Let’s face the fact. When you have problems breathing, many other body parts can be affected, not just your lungs. Replenishing cells and organs with oxygen is needed to keep us alive and well. So when your lungs are not functioning properly, as is the case with chronic obstructive pulmonary disease (COPD), invariably your heart function is at risk. Right? Are COPD sufferers at higher risk for heart disease?
COPD Sufferers at Higher Risk for Heart Disease
In order to understand the connection between COPD and heart disease, it is important to understand how the lungs and heart work in sync with one another. During breathing, we take oxygen into our lungs which then gets into our blood and moves over to the heart. This vital organ then is entrusted to pump oxygenated blood into our circulation.
With COPD, the individual’s lungs do not function properly. Over the years as this disease progresses the lungs become damaged and the ability to keep air moving freely is lost. And hence, oxygen is not getting into the blood or the heart as it should. With less than optimal levels of oxygen, the heart needs to work harder and harder to circulate the little oxygen that is present. Not surprising then that over the years with the heart working at its maximum capacity, the strain can damage and weaken this all-important muscle.
Over the years, there have been quite a number of research studies that have investigated the relationship between COPD and heart disease. In May 2014 at the American Thoracic Society meeting, researchers at Morehouse School of Medicine in Atlanta presented the latest findings about the relationship between COPD and heart disease. In evaluating almost 400 million hospital discharge records across the country in a 9-year span, they learned that close to 29 percent of patients with COPD had heart failure as opposed to 13 percent who did not suffer from COPD. In addition, they found that as people with COPD increased in age so did their risk of heart failure compared to those individuals without COPD.
Interestingly enough, a study conducted in Canada discovered that it was also vitally important to take medication as prescribed for COPD in order to prevent heart issues. Results published in JAMA showed that older patients who take long-acting bronchodilators for their COPD need to be closely monitored. Twenty-eight percent of patients in the study were at a greater risk of having a heart attack, heart failure, stroke or developing a heart arrhythmia.
What Can Help?
If you happen to have both COPD and heart disease, there are some tips to keep the negative effects to your health at a minimum.
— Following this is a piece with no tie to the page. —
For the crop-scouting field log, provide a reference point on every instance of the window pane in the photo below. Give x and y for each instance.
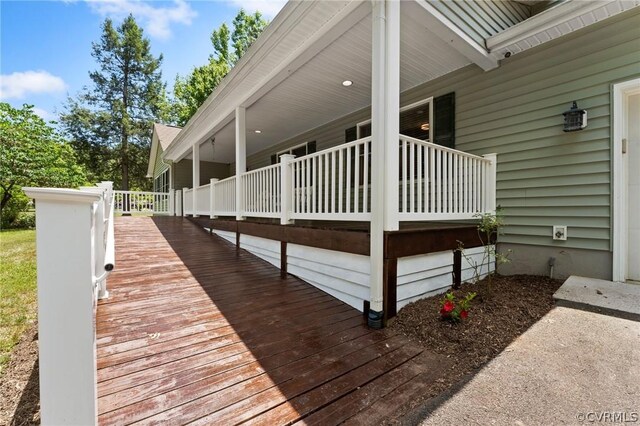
(414, 122)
Here are a couple that can help:
- If you are a smoker, try quitting or cutting back.
- Lose weight by exercising with a doctor approved plan.
- Follow a healthy and well-balanced diet. Consume less saturated fat, processed snacks, soda and items with additives and preservatives. Instead reach for whole grains, green-leaf vegetables, fruit and olive or grape seed oil for cooking.
- Drink plenty of water and decrease alcohol consumption.
- Take medications at prescribed by your physician.